JOÃO PEREIRA
COUTINHO
O fim dos dois Estados
Na teoria e na prática, o
conflito israelense-palestino mudou de natureza - e mudou para pior
LONDRES - É um hábito meu: entro
na livraria Foyles, de Charing Cross, subo ao segundo piso e encaminho-me para
as estantes sobre o conflito israelense-palestino. Gosto sempre de ver quais
são as últimas modas do momento.
Durante anos, o cenário era o mesmo:
havia livros pró-Israel; havia livros pró-Palestina.
Mas, em todos eles, existia
sobretudo uma finalidade comum: a existência de dois Estados, com fronteiras
seguras e reconhecidas, e com Jerusalém como capital partilhada.
A diferença estava apenas na
atribuição de culpas: para uns, era Israel que não aceitava os dois Estados;
para outros, eram os palestinos. Mas o paradigma dos dois Estados era a
linguagem de ambas as partes.
Claro que, por cima de tudo isso,
pairava o problema dos refugiados palestinos das guerras de 1948 e 1967. Para
os palestinos, os refugiados (e os filhos dos filhos dos refugiados) deveriam
regressar para Israel.
Para os israelenses, seria
impensável aceitar o retorno de 4 milhões de palestinos a um Estado
especificamente judaico.
Mas até aqui havia propostas de
compromisso: alguns refugiados regressariam a Israel (ao abrigo de programas de
reunificação familiar); outros seriam indenizados por suas perdas em 1948 e
1967; mas a maioria teria um novo lar em uma nova Palestina.

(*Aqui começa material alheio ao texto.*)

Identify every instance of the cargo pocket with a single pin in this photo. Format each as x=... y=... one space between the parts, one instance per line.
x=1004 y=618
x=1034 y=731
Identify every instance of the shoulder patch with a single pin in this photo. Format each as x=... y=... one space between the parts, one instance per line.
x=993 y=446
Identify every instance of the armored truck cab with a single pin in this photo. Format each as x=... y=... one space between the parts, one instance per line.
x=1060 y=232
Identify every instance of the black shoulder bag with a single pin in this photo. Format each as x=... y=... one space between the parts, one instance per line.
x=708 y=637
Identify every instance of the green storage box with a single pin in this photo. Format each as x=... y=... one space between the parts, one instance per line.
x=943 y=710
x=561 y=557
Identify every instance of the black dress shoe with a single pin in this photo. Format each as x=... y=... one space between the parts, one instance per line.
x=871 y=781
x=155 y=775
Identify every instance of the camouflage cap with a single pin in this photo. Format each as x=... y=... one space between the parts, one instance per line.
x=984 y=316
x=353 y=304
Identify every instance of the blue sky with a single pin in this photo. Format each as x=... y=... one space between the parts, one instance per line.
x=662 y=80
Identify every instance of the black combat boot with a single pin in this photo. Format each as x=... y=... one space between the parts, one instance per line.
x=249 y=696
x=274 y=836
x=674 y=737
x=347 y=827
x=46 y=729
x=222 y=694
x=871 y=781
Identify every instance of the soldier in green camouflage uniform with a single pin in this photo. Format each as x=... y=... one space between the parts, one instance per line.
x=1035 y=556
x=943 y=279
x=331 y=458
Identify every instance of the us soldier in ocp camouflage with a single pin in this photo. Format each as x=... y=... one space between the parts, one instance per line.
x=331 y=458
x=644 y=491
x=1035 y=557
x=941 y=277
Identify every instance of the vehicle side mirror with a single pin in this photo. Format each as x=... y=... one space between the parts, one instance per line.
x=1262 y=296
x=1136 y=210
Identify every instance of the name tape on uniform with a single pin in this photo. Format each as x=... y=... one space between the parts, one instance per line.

Fosse como fosse, repito: a
cartilha do debate continuava a ser a resolução 181 das Nações Unidas
recomendando o estabelecimento de dois Estados; e uma Palestina independente
existiria em Gaza e na Cisjordânia, dentro das fronteiras pré-1967. Só faltava
saber como chegar lá.
Algo mudou entretanto. E o que
mudou foi a conversa dos dois Estados. São vários os livros que começam com o
abandono da premissa. E, como bem notou a revista "The Economist" na
mais recente edição, esse abandono teórico apenas reflete a situação vivida no
terreno.
Para os palestinos
"moderados", e mesmo para alguns israelenses progressistas, se a
solução dos dois Estados falhou continuamente, talvez seja a altura de pensar
um único Estado binacional para judeus e árabes. Uma ambição estimável, sem
dúvidas, sobretudo se esquecermos as lições da Iugoslávia pós-Tito. Ou, melhor
ainda, do Líbano "multiétnico" ali tão perto.
Para os palestinos radicais, o
problema dos dois Estados nem sequer é político. É sacrílego. Como disse
recentemente Khaled Meshaal, líder do Hamas, a Palestina pertence aos
palestinos -e apenas aos palestinos. Israel, em suma, deve ser riscado do mapa.
Para os israelenses, vira o disco
e toca o mesmo: a quimera dos dois Estados pode fazer sentido em livros de
história.
Mas, na prática, essa quimera
morreu em 2000 quando Arafat recusou o pacote completo: um Estado palestino
independente, com Jerusalém como capital partilhada e o retorno de alguns
refugiados palestinos a Israel.
Esse funeral foi seguido por
outro, ainda mais brutal: em 2005, Ariel Sharon retirava unilateralmente Israel
de Gaza. O passo poderia ser o início de um retirada posterior da Cisjordânia,
entregando aos palestinos a autonomia dos territórios e abrindo caminho a um
Estado independente.
Azar: com a emergência do Hamas
em Gaza em 2006; com a guerra civil "de fato" entre várias facções
palestinas em 2007; e com os foguetes do Hamas a atingir território israelense
com sazonal regularidade, a retirada da Cisjordânia ficou adiada "sine die".
E, com ela, qualquer possibilidade de dois Estados soberanos e independentes.
Os assentamentos na Cisjordânia são apenas a cereja no topo do bolo.
Hoje, quando os israelenses forem
às urnas, eles não irão apenas dar a vitória a Benjamin Netanyahu e reforçar a
direita integrista de Naftali Bennett. Eles vão enterrar de uma vez por todas a
conversa gasta dos dois Estados, que nenhuma das partes está mais disposta a
aceitar.
Na teoria e na prática, o
conflito israelense-palestino mudou de natureza -e mudou para pior. Alguém
deveria informar o pessoal da livraria Foyles que existem estantes inteiras de
livros sobre a matéria que hoje só fazem sentido no latão do lixo.